Leanna caught her. "Hey—look at me. Jess."

Her vision blurred. The walls felt too bright, too sharp.

"Jessica."

She blinked hard, pulse thudding against her ribs. The room was still there. The book, the cot, the stale air. But something had been taken from her. Or rather something had just been returned.

Olivia stepped forward cautiously, glancing at the book on the floor. “What did you see?”

Jessica opened her mouth. The answer caught in her throat. Then— A sound. Not the hum in her head. Not her own breath. Something else. Something just outside the door. Jessica’s blood turned to ice. A slow, deliberate footstep. Then another. And another. Not running. Not rushing. Just approaching.

Her hand flew to the grip of her 1911. Leanna and Olivia had already moved, taking position near the door, their movements silent, measured.

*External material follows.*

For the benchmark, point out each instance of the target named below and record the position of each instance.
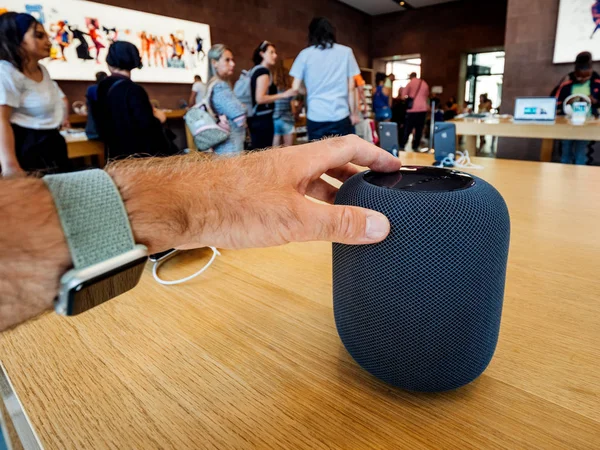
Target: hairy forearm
(34, 250)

Jessica forced herself to breathe. The footsteps stopped. For a moment, nothing.

Then— A whisper, “Jessica.”

Not Leanna. Not Olivia. Something else. Something just outside. A presence she knew. Her heartbeat wasn’t hers anymore—it belonged to the thing on the other side. Every breath in the room waited on that turning metal. The doorknob twisted. Jessica raised her weapon as the door began to open.